NPR congressional reporter Claudia Grisales detailed the effort in the interview, providing soundbites from prominent Republicans and Democrats on the matter.
President Joe Biden (D) expressed that “we should include in the reconciliation bill the immigration proposal,” and House Speaker Nancy Pelosi (D) also expressed her support, sharing that she believes “that immigration should be in the reconciliation.”
As Democrats move forward to provide that option, Senator Dick Durbin (D) asserted that “the only viable option at this time for passing a path to citizenship is through reconciliation.”
Rep. Wasserman Schultz expressed her support for the measure, saying she’s “heartened” at the effort from Senate Democrats because “it is essential that any reconciliation process provide a lifeline for immigrant families and workers.”
I’m heartened @SenateDemocrats included a path to citizenship in their budget framework. It is essential that any reconciliation process provide a lifeline for immigrant families and workers. https://t.co/0XL54s0eT5
— Rep. Debbie Wasserman Schultz (@RepDWStweets) August 16, 2021
However, not all lawmakers agree with the measure and have criticized “reconciliation.”

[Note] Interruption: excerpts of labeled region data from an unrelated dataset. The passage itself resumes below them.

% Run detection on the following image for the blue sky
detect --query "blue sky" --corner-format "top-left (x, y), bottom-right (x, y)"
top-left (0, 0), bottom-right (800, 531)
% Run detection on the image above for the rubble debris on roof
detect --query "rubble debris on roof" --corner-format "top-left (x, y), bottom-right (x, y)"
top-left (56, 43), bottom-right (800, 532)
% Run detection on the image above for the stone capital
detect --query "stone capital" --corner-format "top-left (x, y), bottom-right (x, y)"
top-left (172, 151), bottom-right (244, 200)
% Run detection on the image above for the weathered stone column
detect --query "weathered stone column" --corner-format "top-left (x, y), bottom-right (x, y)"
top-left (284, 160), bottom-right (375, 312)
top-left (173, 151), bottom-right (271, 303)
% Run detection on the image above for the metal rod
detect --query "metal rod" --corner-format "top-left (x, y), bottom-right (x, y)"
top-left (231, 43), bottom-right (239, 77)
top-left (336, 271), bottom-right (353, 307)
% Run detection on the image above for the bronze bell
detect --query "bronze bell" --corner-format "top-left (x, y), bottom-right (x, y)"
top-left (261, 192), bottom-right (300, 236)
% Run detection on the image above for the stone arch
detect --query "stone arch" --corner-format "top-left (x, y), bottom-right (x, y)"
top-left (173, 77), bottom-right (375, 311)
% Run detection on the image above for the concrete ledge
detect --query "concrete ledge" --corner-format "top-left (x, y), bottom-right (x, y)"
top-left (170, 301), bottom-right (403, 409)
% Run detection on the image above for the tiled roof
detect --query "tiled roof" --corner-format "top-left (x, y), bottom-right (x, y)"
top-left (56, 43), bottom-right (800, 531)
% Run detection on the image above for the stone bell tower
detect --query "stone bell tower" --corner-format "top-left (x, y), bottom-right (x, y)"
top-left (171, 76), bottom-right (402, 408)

Senator Lindsey Graham (R) slammed the idea, adding that “no Republicans are going to vote for a $3.5 trillion socialist document.”
Both sides of the aisle continue to look for a solution to immigration concerns, and Grisales projects that “Democrats will have to go back to the drawing board if the effort fails.” However, the concerns are pressing, and “reform advocates warn the ultimate test on their progress will be delivered at ballot boxes next year.”